When Rosa landed herself in solitary the next week, she refused to cry until nightfall, not trusting that no one could see her until she lay down under the cover of darkness. On her back, silent, her tears ran wet and salty down the sides her face and into her ears. When she got out, she had won the tentative approval of her fellow prisoners, but it did nothing to ease the rising feeling of hopelessness that Rosa was trying desperately to ignore.
Later, when she recounted the tale to Captain Holt and Sergeant Jeffords through a thick layer of plexiglass, Rosa heard the nonchalant tone of her voice, and she hated it. Hated the way she wanted to say, "I have never been more terrified than when I accidentally started a prison riot" and instead says, "Nobody likes cops in here, so I had to earn their respect by starting a bunch of riots. Got thrown in solitary for a week." Hated the way they nodded, like they had expected nothing less of her. Hated the way she was so good at being okay.
But most of all, she hated Lieutenant Melanie Hawkins. The elusive badass woman. The one Rosa secretly imagined would understand her. They would communicate in nods and brief glimpses of eye contact and understand the shit they had had to wade through to make it to their position. Female detectives in the predominantly male NYPD. Instead, Hawkins had screwed her over. Taken away her life and her boyfriend-maybe-fiancé. Made her re-evaluate if there even was any good to being a cop. (Even if she was a good one, putting people here? How could that ever be a good thing?). And made a part of her, as teeny tiny as it was, angry at the nine-nine. Her, she hesitated to say family. But fuck it, her family. Lieutenant Hawkins turned her life upside down.
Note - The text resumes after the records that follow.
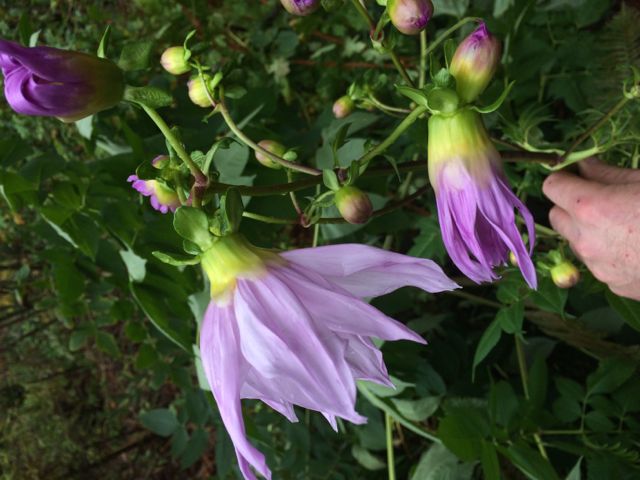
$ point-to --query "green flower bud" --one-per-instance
(353, 204)
(173, 61)
(410, 16)
(474, 63)
(565, 274)
(273, 147)
(343, 107)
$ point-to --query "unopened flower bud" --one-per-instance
(343, 107)
(300, 7)
(410, 16)
(353, 204)
(160, 161)
(273, 147)
(475, 62)
(565, 274)
(173, 61)
(198, 90)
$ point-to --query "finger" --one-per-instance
(594, 170)
(567, 190)
(564, 224)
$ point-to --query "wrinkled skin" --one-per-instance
(599, 214)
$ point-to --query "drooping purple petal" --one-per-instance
(226, 370)
(282, 343)
(367, 271)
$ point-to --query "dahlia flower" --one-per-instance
(475, 203)
(49, 82)
(293, 329)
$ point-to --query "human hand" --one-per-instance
(599, 214)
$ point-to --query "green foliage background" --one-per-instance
(96, 334)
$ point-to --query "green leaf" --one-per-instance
(489, 339)
(549, 297)
(160, 421)
(104, 42)
(463, 432)
(175, 259)
(135, 56)
(107, 343)
(628, 309)
(490, 463)
(610, 375)
(192, 224)
(529, 462)
(150, 96)
(510, 318)
(417, 410)
(497, 103)
(366, 458)
(136, 265)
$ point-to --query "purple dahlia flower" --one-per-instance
(293, 328)
(475, 203)
(300, 7)
(410, 16)
(163, 198)
(49, 82)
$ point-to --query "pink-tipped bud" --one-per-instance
(273, 147)
(173, 61)
(300, 7)
(353, 204)
(410, 16)
(160, 161)
(198, 91)
(474, 63)
(343, 107)
(565, 274)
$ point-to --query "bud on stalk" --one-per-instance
(343, 107)
(300, 8)
(273, 147)
(173, 61)
(410, 16)
(353, 204)
(474, 63)
(565, 274)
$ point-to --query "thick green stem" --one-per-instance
(222, 108)
(374, 31)
(199, 177)
(391, 462)
(524, 376)
(381, 147)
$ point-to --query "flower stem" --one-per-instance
(222, 108)
(522, 365)
(374, 31)
(391, 463)
(423, 59)
(176, 144)
(381, 147)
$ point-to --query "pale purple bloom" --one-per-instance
(295, 330)
(58, 83)
(162, 197)
(475, 203)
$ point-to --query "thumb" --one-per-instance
(596, 171)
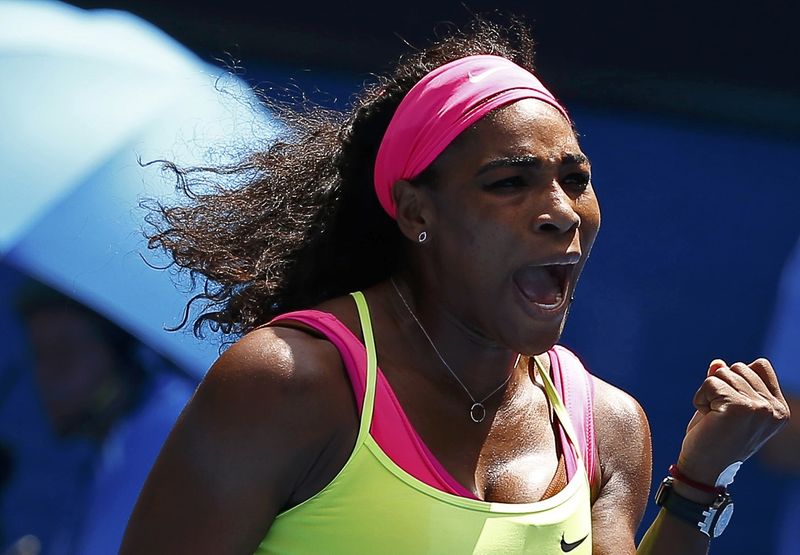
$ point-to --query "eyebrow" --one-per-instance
(529, 161)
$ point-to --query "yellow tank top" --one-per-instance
(372, 506)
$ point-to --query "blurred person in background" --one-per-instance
(100, 386)
(782, 453)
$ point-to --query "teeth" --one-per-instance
(559, 298)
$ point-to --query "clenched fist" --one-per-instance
(739, 407)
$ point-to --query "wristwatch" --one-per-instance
(710, 519)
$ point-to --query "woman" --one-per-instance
(456, 196)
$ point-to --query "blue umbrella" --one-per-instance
(84, 96)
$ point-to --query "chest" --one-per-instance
(511, 457)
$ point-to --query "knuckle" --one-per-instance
(762, 362)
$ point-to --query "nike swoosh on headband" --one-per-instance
(477, 78)
(566, 547)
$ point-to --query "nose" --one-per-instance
(558, 213)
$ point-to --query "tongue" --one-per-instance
(539, 285)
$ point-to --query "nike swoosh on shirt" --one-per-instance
(566, 547)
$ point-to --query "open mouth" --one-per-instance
(544, 285)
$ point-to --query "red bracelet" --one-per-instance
(678, 475)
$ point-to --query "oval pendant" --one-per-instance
(477, 412)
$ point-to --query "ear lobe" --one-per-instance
(412, 213)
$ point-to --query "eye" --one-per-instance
(577, 181)
(506, 184)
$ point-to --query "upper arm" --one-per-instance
(624, 448)
(251, 434)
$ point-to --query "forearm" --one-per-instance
(669, 535)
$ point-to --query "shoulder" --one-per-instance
(272, 421)
(623, 432)
(275, 373)
(624, 452)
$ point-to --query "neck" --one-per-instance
(480, 365)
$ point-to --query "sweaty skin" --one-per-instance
(274, 420)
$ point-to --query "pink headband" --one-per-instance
(440, 106)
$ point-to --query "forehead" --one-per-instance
(527, 126)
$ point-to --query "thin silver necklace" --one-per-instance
(477, 412)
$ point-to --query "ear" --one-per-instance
(414, 209)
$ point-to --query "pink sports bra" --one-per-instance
(394, 433)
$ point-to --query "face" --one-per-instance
(73, 365)
(511, 218)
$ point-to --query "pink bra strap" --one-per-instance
(574, 385)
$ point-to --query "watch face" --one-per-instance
(726, 477)
(724, 517)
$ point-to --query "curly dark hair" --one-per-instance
(303, 223)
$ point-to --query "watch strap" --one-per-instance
(704, 517)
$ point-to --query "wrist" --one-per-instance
(697, 473)
(693, 494)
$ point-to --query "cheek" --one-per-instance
(589, 211)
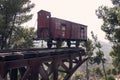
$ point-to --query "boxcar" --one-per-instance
(54, 29)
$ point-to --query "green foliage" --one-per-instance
(111, 77)
(111, 26)
(13, 13)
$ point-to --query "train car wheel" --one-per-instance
(77, 44)
(68, 43)
(49, 43)
(59, 44)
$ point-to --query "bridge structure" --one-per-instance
(40, 64)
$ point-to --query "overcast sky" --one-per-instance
(80, 11)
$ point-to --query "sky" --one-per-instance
(79, 11)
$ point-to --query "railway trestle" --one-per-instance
(40, 64)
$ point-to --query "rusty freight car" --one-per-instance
(53, 29)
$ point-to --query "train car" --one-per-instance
(53, 29)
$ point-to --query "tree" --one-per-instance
(13, 13)
(111, 26)
(89, 47)
(99, 58)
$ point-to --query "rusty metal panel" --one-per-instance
(43, 19)
(60, 29)
(75, 32)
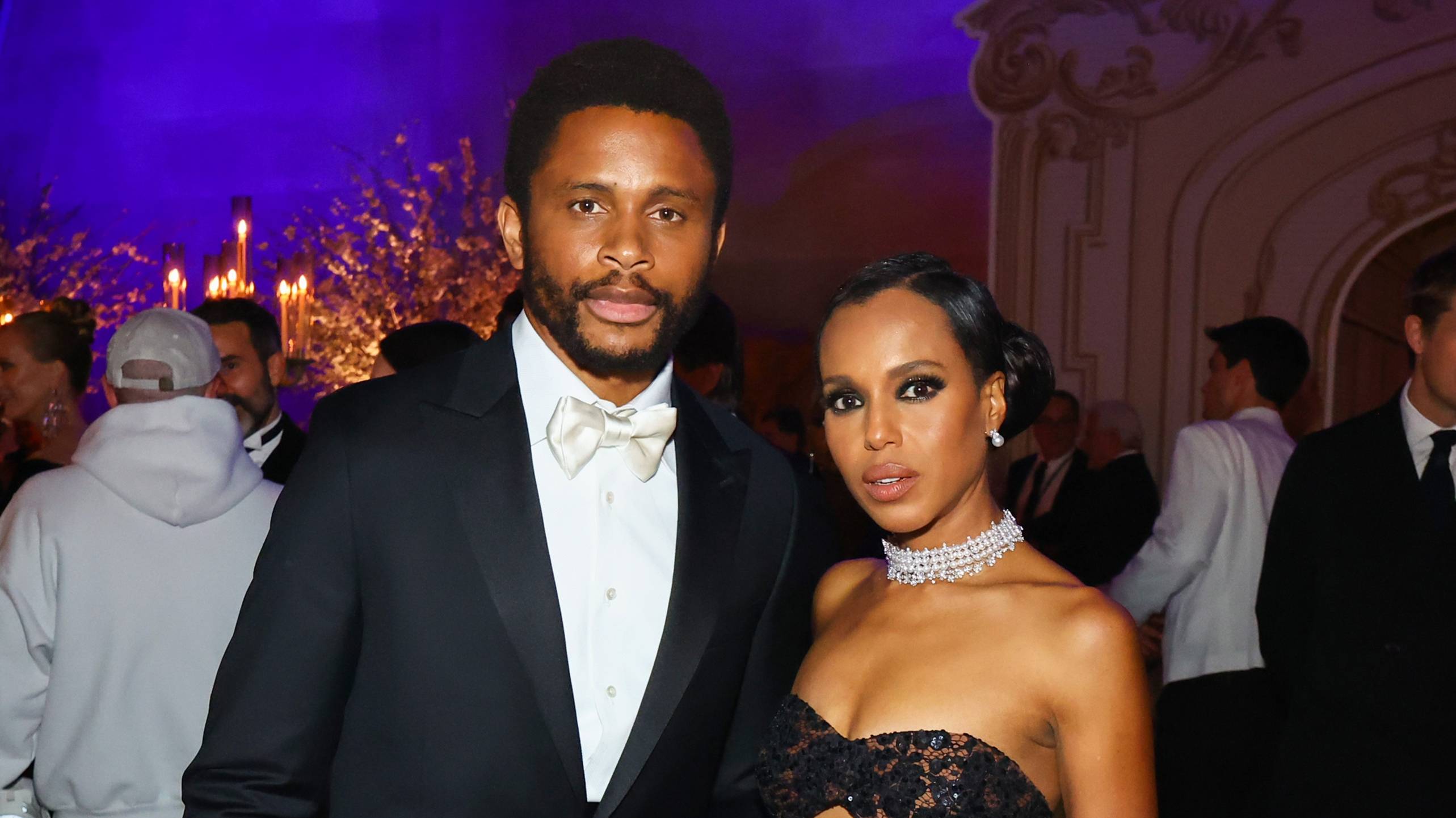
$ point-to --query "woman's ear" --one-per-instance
(994, 397)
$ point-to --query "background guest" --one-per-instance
(45, 361)
(1099, 532)
(254, 366)
(1354, 613)
(106, 676)
(421, 343)
(709, 357)
(1203, 565)
(1037, 484)
(784, 427)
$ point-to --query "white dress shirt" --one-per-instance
(258, 449)
(1206, 554)
(1056, 474)
(612, 541)
(1419, 430)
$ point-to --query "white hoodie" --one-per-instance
(120, 584)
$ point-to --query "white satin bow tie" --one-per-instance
(577, 430)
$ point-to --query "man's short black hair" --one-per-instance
(1069, 398)
(263, 327)
(1276, 351)
(1429, 293)
(625, 73)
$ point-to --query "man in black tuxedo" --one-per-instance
(1354, 600)
(541, 577)
(1050, 479)
(254, 366)
(1099, 532)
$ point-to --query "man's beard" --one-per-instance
(253, 415)
(558, 310)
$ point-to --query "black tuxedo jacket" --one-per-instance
(401, 648)
(286, 454)
(1354, 625)
(1021, 471)
(1104, 523)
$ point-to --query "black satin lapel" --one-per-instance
(495, 494)
(713, 484)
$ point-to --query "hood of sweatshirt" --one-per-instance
(176, 461)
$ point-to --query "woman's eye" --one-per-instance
(919, 390)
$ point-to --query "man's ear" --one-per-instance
(510, 225)
(277, 369)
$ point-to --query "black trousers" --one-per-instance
(1213, 740)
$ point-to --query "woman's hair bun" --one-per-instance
(1030, 377)
(78, 313)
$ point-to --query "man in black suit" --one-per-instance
(1113, 516)
(254, 366)
(1050, 479)
(541, 577)
(1354, 600)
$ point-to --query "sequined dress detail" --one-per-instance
(807, 768)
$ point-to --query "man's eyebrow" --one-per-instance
(676, 192)
(595, 187)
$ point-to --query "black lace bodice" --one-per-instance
(807, 768)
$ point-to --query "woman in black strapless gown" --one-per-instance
(961, 676)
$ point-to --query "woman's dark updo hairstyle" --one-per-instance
(63, 332)
(991, 343)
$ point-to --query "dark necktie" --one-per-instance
(1439, 488)
(1038, 481)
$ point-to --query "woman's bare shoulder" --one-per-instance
(839, 583)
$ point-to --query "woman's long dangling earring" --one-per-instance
(54, 414)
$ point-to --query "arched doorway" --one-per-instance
(1372, 360)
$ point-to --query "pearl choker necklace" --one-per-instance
(951, 562)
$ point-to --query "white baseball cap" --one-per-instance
(178, 340)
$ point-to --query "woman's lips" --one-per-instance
(621, 306)
(889, 481)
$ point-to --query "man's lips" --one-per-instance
(889, 482)
(616, 305)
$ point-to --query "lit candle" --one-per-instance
(174, 289)
(283, 319)
(242, 251)
(305, 300)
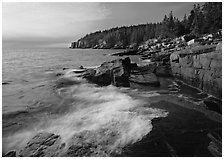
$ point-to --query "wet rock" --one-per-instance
(42, 145)
(145, 79)
(126, 53)
(199, 68)
(64, 82)
(115, 72)
(11, 153)
(215, 145)
(213, 105)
Rosa had been lying awake on her bunk for hours, if her internal clock was correct (and it always was), and she didn't know who she was mad at anymore. The Nine-Nine? For having faith that she was okay? For not understanding what she was going though? Hawkins? For being a piece of shit? The whole fucking justice system? For failing her, but moreover for failing every single person Rosa had ever arrested and every single inmate living at the Connecticut Women's Correctional Facility?
The sun was beginning to stream weakly through the ten inch window in Rosa's cell. Very deliberately, Rosa collected herself. Took a few deep breaths, vigorously scrubbed a few errant tears from her face, and picked up all her fears, all her anger and put them back in the box she kept in the pit of her stomach. She was going to be okay. She always was.